America

Who knows when this journey started. No doubt, before I had even heard the word Buddha. The shards of my own spiritual wanderings rise up inside of me like secondhand hallucinations. The drugged-out trips of the sixties that led me to Sufi dancing; Hindu chanting; new age enneagrams; Taoist breathing' Gurdjieffian and Arican "stop" exercises, Kriya, Hatha, Siddha, Raja, and Kundalini Yogas, Indian ashrams; analysis; Peruvian and Native American shamanism -- and the reverse: cynicism and despair, the deluded excesses of Hollywood, exploiting the intimacies of the psyche under the brightly colored banner of entertainment. Failing to help exorcise the demons of America. In fact, increasing then. Then numbing solipsism rescued by the road again. Life dances on. All the journeys becoming forgotten dreams. And then, finally, haltingly, the Dharma and taking refuge with Dudjom Rinpoche. Followed by twenty more years of traveling. India. Nepal. East and West.
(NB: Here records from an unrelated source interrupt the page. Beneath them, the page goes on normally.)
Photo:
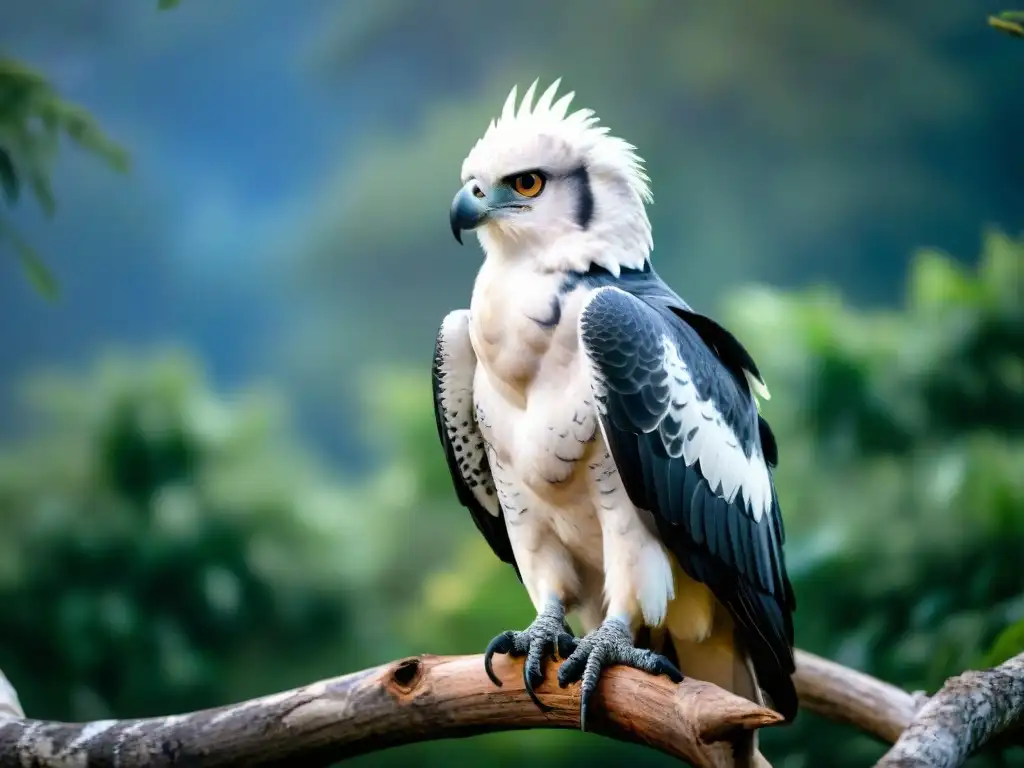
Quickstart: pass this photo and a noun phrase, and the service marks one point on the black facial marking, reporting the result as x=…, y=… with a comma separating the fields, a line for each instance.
x=585, y=202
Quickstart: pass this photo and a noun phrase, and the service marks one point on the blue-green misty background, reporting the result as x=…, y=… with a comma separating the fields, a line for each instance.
x=219, y=475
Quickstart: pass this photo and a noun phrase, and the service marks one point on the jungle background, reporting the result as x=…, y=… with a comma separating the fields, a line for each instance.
x=224, y=253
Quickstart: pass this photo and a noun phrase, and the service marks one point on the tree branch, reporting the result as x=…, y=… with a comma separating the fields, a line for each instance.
x=415, y=699
x=968, y=712
x=429, y=697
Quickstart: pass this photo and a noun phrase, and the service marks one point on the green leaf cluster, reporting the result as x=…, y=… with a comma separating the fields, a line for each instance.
x=34, y=119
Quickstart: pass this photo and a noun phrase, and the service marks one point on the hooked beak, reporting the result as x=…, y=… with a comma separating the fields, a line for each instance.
x=468, y=211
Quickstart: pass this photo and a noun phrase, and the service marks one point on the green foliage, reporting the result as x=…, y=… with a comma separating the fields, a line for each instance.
x=165, y=549
x=148, y=536
x=1010, y=643
x=33, y=120
x=900, y=483
x=1011, y=22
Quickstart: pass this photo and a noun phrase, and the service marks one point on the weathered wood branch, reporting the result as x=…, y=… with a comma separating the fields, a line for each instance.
x=430, y=697
x=969, y=711
x=415, y=699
L.A. New York. Greenland, Australia, and Peru. North and South. Cape Breton and Nicaragua. And always, in between, banging around the States with Dharma caravans. Sitting, practicing, failing to practice, being initiated into tantras and sutras, exposed, transmitted, empowered to inner secrets and revelations beyond my comprehension. Saying prayers, whispering prayers, yelling prayers, sleeping through prayers, dropping out, coming back, leaving again, hanging in, taking and breaking and retaking vows, burned out by Dharma centers and Tibetan politics. Why? Why not? And who cares?